When Dr. Oliver T. Logan arrived in China with his wife, Jennie M. Logan, near the turn of the 20th century, the missionary doctor treated all conditions, but specialized in the prevention and treatment of eye diseases.
“The church sent them over there and they established a hospital,” Dr. Logan’s grandson, Joseph, said. “They learned the Chinese language and lived among the Chinese..”
Joseph’s father and aunt, Elsa, also spent much of their childhood in China.
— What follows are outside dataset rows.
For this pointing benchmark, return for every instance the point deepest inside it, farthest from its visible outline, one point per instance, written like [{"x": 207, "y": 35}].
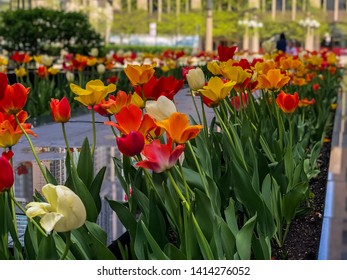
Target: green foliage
[{"x": 36, "y": 30}]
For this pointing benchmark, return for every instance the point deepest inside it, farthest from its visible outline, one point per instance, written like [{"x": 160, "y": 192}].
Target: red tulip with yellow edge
[
  {"x": 178, "y": 128},
  {"x": 130, "y": 119},
  {"x": 61, "y": 110},
  {"x": 287, "y": 102},
  {"x": 160, "y": 157},
  {"x": 217, "y": 89},
  {"x": 139, "y": 74},
  {"x": 273, "y": 80},
  {"x": 131, "y": 144},
  {"x": 94, "y": 93},
  {"x": 10, "y": 132}
]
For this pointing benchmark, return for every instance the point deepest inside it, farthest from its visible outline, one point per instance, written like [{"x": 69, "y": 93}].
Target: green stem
[
  {"x": 94, "y": 132},
  {"x": 199, "y": 170},
  {"x": 67, "y": 145},
  {"x": 178, "y": 191},
  {"x": 113, "y": 130},
  {"x": 23, "y": 210},
  {"x": 33, "y": 150},
  {"x": 67, "y": 245},
  {"x": 196, "y": 107}
]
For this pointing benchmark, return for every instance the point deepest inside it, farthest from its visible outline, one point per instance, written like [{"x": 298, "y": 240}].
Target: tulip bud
[
  {"x": 63, "y": 211},
  {"x": 196, "y": 79},
  {"x": 131, "y": 144},
  {"x": 101, "y": 68},
  {"x": 160, "y": 109},
  {"x": 61, "y": 110},
  {"x": 6, "y": 174},
  {"x": 70, "y": 76}
]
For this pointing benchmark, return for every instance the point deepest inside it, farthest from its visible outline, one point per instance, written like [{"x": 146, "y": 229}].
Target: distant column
[
  {"x": 294, "y": 10},
  {"x": 273, "y": 9},
  {"x": 209, "y": 27},
  {"x": 336, "y": 10}
]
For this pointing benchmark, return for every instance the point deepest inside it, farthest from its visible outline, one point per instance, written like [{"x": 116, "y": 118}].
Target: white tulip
[
  {"x": 160, "y": 109},
  {"x": 63, "y": 211},
  {"x": 196, "y": 79}
]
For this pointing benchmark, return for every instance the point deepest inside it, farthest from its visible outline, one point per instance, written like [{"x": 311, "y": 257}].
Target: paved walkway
[{"x": 333, "y": 243}]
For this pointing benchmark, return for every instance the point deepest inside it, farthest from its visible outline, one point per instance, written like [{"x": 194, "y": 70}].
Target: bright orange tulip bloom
[
  {"x": 3, "y": 84},
  {"x": 14, "y": 99},
  {"x": 130, "y": 119},
  {"x": 178, "y": 128},
  {"x": 115, "y": 103},
  {"x": 139, "y": 74},
  {"x": 287, "y": 102},
  {"x": 217, "y": 89},
  {"x": 273, "y": 80},
  {"x": 94, "y": 93},
  {"x": 61, "y": 110},
  {"x": 10, "y": 132}
]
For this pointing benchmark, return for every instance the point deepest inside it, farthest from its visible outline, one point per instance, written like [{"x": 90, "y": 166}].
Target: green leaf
[
  {"x": 97, "y": 232},
  {"x": 85, "y": 168},
  {"x": 47, "y": 249},
  {"x": 51, "y": 178},
  {"x": 244, "y": 239},
  {"x": 230, "y": 217},
  {"x": 96, "y": 186},
  {"x": 124, "y": 215}
]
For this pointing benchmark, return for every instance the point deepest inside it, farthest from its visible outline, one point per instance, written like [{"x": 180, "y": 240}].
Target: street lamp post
[
  {"x": 209, "y": 27},
  {"x": 311, "y": 25},
  {"x": 254, "y": 25}
]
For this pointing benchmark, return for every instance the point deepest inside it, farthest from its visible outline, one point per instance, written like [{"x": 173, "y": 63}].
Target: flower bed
[{"x": 225, "y": 189}]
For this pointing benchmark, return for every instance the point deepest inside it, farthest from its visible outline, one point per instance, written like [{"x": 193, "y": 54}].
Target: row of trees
[{"x": 43, "y": 30}]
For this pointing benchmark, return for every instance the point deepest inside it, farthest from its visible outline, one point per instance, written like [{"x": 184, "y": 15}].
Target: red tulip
[
  {"x": 14, "y": 99},
  {"x": 131, "y": 144},
  {"x": 61, "y": 110},
  {"x": 160, "y": 157},
  {"x": 3, "y": 84},
  {"x": 6, "y": 174},
  {"x": 287, "y": 102},
  {"x": 225, "y": 53}
]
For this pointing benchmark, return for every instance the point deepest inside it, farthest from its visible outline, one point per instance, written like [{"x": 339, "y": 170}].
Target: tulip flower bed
[{"x": 230, "y": 188}]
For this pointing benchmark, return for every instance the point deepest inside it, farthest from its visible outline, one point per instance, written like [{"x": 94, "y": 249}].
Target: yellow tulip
[
  {"x": 161, "y": 109},
  {"x": 139, "y": 74},
  {"x": 63, "y": 211},
  {"x": 196, "y": 79},
  {"x": 94, "y": 93}
]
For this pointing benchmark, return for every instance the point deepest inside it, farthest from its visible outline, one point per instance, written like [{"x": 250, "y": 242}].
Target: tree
[{"x": 36, "y": 30}]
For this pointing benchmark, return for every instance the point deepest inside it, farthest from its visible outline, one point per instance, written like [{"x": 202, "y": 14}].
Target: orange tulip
[
  {"x": 178, "y": 128},
  {"x": 115, "y": 103},
  {"x": 94, "y": 93},
  {"x": 14, "y": 98},
  {"x": 273, "y": 80},
  {"x": 139, "y": 74},
  {"x": 3, "y": 84},
  {"x": 130, "y": 119},
  {"x": 10, "y": 132},
  {"x": 61, "y": 110},
  {"x": 287, "y": 102}
]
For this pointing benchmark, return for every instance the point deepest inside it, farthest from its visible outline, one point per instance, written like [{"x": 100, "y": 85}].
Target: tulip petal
[{"x": 49, "y": 221}]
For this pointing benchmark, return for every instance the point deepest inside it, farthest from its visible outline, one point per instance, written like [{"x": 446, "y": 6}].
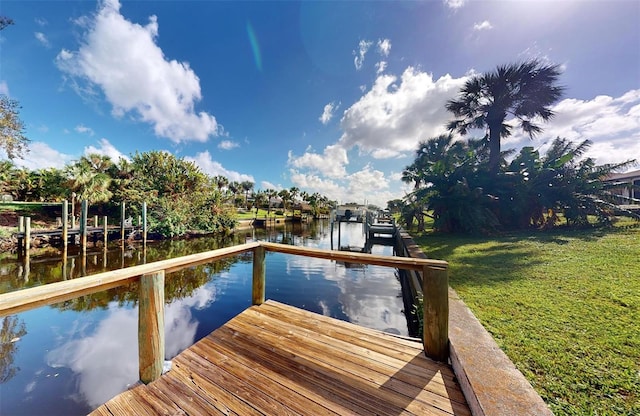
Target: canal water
[{"x": 69, "y": 358}]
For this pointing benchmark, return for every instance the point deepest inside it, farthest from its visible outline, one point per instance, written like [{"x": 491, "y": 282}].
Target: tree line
[
  {"x": 180, "y": 197},
  {"x": 470, "y": 185}
]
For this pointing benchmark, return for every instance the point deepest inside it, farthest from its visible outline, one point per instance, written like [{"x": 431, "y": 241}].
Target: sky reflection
[{"x": 106, "y": 361}]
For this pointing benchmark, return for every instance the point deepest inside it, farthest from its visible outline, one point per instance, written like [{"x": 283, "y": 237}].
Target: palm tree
[
  {"x": 246, "y": 186},
  {"x": 524, "y": 91}
]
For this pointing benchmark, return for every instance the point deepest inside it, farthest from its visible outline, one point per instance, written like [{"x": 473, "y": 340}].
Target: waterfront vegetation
[{"x": 563, "y": 304}]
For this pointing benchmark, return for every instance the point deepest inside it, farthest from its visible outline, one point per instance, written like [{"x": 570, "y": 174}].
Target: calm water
[{"x": 69, "y": 358}]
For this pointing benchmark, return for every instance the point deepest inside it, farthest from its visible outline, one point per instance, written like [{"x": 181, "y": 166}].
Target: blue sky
[{"x": 331, "y": 97}]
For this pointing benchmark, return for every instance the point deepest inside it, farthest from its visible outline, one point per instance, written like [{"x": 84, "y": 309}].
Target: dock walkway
[{"x": 275, "y": 359}]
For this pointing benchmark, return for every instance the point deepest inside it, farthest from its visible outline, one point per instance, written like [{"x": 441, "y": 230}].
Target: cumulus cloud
[
  {"x": 42, "y": 38},
  {"x": 384, "y": 47},
  {"x": 228, "y": 145},
  {"x": 327, "y": 114},
  {"x": 330, "y": 163},
  {"x": 454, "y": 4},
  {"x": 41, "y": 156},
  {"x": 381, "y": 66},
  {"x": 81, "y": 128},
  {"x": 396, "y": 114},
  {"x": 269, "y": 185},
  {"x": 611, "y": 123},
  {"x": 363, "y": 48},
  {"x": 214, "y": 168},
  {"x": 123, "y": 61},
  {"x": 484, "y": 25},
  {"x": 366, "y": 184},
  {"x": 105, "y": 148}
]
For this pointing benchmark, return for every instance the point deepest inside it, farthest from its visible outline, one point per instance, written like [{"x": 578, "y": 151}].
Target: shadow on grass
[{"x": 490, "y": 260}]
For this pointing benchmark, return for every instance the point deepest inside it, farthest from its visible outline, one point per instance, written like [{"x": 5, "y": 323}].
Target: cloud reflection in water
[{"x": 106, "y": 362}]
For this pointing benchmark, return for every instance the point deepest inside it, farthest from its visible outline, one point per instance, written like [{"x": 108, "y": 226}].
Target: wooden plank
[
  {"x": 335, "y": 390},
  {"x": 348, "y": 364},
  {"x": 151, "y": 326},
  {"x": 158, "y": 403},
  {"x": 384, "y": 362},
  {"x": 353, "y": 334},
  {"x": 242, "y": 388},
  {"x": 31, "y": 298},
  {"x": 295, "y": 395},
  {"x": 215, "y": 394},
  {"x": 126, "y": 403},
  {"x": 186, "y": 399}
]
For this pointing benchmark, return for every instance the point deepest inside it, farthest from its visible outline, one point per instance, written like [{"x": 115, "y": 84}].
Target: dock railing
[{"x": 151, "y": 293}]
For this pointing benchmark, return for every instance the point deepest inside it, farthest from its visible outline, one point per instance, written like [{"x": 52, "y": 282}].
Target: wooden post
[
  {"x": 105, "y": 231},
  {"x": 435, "y": 289},
  {"x": 83, "y": 225},
  {"x": 257, "y": 293},
  {"x": 144, "y": 223},
  {"x": 27, "y": 234},
  {"x": 122, "y": 214},
  {"x": 20, "y": 239},
  {"x": 151, "y": 326},
  {"x": 65, "y": 223}
]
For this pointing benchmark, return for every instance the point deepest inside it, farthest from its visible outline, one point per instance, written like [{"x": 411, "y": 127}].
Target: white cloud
[
  {"x": 330, "y": 163},
  {"x": 41, "y": 156},
  {"x": 122, "y": 59},
  {"x": 42, "y": 38},
  {"x": 384, "y": 47},
  {"x": 485, "y": 25},
  {"x": 394, "y": 117},
  {"x": 612, "y": 124},
  {"x": 228, "y": 145},
  {"x": 363, "y": 48},
  {"x": 454, "y": 4},
  {"x": 213, "y": 168},
  {"x": 367, "y": 184},
  {"x": 327, "y": 114},
  {"x": 81, "y": 128},
  {"x": 268, "y": 185},
  {"x": 381, "y": 66},
  {"x": 105, "y": 148}
]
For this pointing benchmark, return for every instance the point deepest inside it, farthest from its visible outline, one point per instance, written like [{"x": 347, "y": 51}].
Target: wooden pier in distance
[{"x": 275, "y": 359}]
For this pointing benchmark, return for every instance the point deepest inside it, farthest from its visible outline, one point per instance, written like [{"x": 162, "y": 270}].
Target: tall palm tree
[{"x": 524, "y": 91}]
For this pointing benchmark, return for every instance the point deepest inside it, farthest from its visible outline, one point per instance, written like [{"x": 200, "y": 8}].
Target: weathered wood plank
[
  {"x": 26, "y": 299},
  {"x": 296, "y": 396},
  {"x": 404, "y": 374},
  {"x": 241, "y": 387},
  {"x": 334, "y": 390},
  {"x": 264, "y": 361},
  {"x": 348, "y": 365}
]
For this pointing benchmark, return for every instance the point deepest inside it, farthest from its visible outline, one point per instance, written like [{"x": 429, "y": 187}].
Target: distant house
[{"x": 627, "y": 186}]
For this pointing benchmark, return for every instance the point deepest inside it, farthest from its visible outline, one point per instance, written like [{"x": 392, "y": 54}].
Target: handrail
[
  {"x": 31, "y": 298},
  {"x": 151, "y": 293}
]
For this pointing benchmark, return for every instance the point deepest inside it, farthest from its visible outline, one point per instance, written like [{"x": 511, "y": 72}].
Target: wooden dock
[{"x": 275, "y": 359}]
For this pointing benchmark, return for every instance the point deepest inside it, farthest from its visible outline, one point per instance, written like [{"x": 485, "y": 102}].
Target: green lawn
[{"x": 563, "y": 305}]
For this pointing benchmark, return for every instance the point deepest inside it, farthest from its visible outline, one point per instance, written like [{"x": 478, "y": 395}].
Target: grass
[{"x": 563, "y": 305}]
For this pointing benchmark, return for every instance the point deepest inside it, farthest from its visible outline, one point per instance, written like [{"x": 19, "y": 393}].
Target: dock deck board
[{"x": 275, "y": 359}]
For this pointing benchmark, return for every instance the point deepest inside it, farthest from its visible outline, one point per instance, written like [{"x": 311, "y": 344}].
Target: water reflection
[
  {"x": 81, "y": 352},
  {"x": 105, "y": 362}
]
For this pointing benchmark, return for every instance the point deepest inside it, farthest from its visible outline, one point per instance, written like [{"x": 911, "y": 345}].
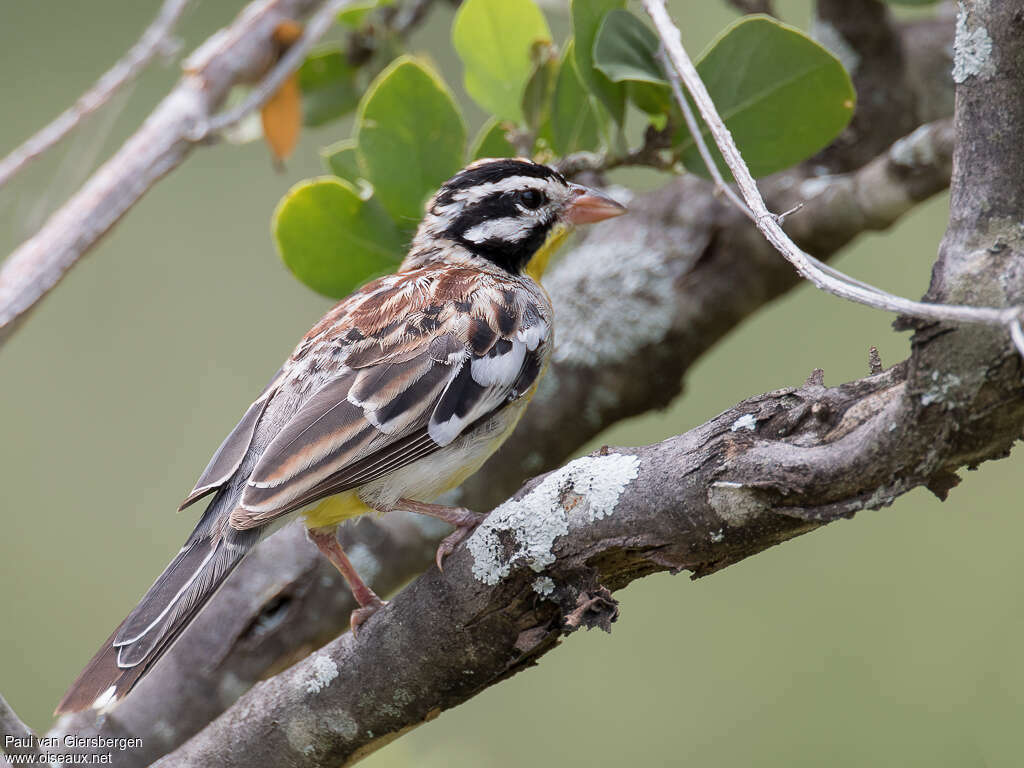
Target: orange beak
[{"x": 590, "y": 205}]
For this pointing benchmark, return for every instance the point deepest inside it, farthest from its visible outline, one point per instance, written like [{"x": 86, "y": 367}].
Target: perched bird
[{"x": 398, "y": 393}]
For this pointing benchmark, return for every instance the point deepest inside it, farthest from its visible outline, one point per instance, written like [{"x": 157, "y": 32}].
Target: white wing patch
[
  {"x": 500, "y": 370},
  {"x": 534, "y": 335}
]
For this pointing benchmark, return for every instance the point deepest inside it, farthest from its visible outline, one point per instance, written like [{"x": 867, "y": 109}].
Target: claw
[
  {"x": 360, "y": 614},
  {"x": 464, "y": 528}
]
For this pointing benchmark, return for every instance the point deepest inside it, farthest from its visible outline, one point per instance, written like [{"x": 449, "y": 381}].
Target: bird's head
[{"x": 511, "y": 212}]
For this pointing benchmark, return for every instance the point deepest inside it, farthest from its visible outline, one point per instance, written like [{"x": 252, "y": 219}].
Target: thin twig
[
  {"x": 154, "y": 41},
  {"x": 237, "y": 54},
  {"x": 11, "y": 725},
  {"x": 694, "y": 128},
  {"x": 827, "y": 280},
  {"x": 316, "y": 27}
]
Elsa served as a teacher for many years.
Hoping to continue the family legacy, Joseph and his wife, Nancy, partnered with Plan International USA to treat childhood illness in China – just as his grandparents had done over a century ago.
The Yunnan Child Survival Project aims to save lives by strengthening health services in poverty-stricken ethnic minority counties in China. The project trains doctors and health care workers so they can diagnose and treat childhood illness effectively. This is accomplished through the Integrated Management of Childhood Illness (IMCI) approach, a proven and approved model of the World Health Organization and the UN. This holistic approach promotes prevention and educating all care givers including parents. The project has been piloted in Luquan and Xundian counties in the Yunnan province of southwest China.
Earlier this year, the Logans, accompanied by Plan International USA staff members Karen Cooper and Harpreet Anand traveled to China to see the project’s progress.
“It really made the whole program come alive,” said Nancy. “We get reports two or three times a year, but to actually see the program at work makes a real difference.”